Step 5: Generate answers with Claude
Now combine retrieved context with the user’s question and send to Claude:
def generate_answer(query: str, context_chunks: list[dict]) -> str:
"""Generate an answer using retrieved context."""
context = "\n\n---\n\n".join([
f"[Source: {c['source']}]\n{c['text']}"
for c in context_chunks
])
message = anthropic_client.messages.create(
model="claude-sonnet-4-20250514",
max_tokens=1024,
system="You answer questions based only on the provided context. If the context doesn't contain enough information, say so. Cite sources when possible.",
messages=[
{
"role": "user",
"content": f"Context:\n{context}\n\nQuestion: {query}"
}
]
)
return message.content[0].text
def ask(query: str) -> str:
"""Full RAG pipeline: retrieve then generate."""
chunks = retrieve(query, top_k=5)
if not chunks:
return "No relevant documents found."
return generate_answer(query, chunks)
Putting it all together
Here’s the complete workflow:
if __name__ == "__main__":
# One-time indexing
chunks = load_documents("./documents")
index_documents(chunks)
# Query
question = "What are the main points about X?"
answer = ask(question)
print(answer)
Run it:
python rag.py
Key takeaways
- Chunking affects everything — experiment with chunk sizes based on your document type. Code needs smaller chunks; prose can handle larger ones.

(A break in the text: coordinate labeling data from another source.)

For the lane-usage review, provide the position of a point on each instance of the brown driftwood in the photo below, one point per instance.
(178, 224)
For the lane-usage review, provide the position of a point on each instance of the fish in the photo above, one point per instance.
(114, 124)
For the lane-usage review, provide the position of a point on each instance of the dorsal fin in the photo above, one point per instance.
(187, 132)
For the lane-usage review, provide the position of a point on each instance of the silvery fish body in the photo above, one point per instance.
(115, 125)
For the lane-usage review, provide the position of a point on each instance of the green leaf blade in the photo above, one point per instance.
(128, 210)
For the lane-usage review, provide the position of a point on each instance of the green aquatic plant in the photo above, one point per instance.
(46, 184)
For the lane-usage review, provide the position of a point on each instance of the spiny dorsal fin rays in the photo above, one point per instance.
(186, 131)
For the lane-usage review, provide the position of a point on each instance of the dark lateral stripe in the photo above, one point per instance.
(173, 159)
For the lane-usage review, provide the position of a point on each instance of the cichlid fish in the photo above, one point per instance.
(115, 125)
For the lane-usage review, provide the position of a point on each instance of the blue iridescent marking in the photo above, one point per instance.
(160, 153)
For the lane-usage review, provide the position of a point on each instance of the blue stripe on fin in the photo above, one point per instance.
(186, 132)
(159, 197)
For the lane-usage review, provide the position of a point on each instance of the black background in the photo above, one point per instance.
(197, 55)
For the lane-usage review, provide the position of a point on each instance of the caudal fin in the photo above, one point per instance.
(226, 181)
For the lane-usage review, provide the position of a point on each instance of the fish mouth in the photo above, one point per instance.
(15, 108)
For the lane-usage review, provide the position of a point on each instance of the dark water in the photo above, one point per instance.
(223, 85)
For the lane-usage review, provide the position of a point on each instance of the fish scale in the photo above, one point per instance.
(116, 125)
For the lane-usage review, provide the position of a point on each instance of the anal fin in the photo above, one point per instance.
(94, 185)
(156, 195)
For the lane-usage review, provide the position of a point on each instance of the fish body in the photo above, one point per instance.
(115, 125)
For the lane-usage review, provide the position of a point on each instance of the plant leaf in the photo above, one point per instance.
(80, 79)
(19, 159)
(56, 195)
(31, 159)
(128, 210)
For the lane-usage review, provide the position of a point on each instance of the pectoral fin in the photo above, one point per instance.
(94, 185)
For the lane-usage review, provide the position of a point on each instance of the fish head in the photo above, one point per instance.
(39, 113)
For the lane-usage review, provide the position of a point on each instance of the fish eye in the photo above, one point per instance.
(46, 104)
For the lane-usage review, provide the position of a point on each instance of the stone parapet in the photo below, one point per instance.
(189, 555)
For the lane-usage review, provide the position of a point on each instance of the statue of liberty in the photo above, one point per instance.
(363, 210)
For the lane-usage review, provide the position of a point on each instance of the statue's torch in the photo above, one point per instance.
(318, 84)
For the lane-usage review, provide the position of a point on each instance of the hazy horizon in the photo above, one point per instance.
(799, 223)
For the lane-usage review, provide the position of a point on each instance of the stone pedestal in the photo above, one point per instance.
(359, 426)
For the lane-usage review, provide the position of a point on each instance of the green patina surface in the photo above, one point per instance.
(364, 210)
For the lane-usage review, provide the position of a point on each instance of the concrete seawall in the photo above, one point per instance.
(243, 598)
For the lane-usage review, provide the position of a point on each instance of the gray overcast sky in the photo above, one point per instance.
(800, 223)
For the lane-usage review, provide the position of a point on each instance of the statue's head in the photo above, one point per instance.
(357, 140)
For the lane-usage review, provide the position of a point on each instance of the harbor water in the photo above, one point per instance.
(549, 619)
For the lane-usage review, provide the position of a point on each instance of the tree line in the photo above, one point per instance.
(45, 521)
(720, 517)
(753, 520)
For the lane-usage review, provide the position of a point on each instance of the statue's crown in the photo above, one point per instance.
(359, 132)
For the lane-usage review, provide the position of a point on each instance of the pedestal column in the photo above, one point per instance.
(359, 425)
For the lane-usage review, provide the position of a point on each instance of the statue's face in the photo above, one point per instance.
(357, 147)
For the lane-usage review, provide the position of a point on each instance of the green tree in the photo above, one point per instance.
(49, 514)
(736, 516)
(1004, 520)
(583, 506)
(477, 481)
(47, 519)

- Embeddings are the bottleneck — OpenAI’s API is fast, but for large document sets, consider batching and caching embeddings.
- ChromaDB persists locally — the
PersistentClientsaves your vectors to disk, so you only embed once. - The system prompt shapes output — telling Claude to cite sources and admit uncertainty dramatically improves answer quality.
You now have a working RAG pipeline with no framework magic. From here, you can swap ChromaDB for Pinecone, replace OpenAI embeddings with local models, or add reranking. But you’ll understand exactly what each piece does.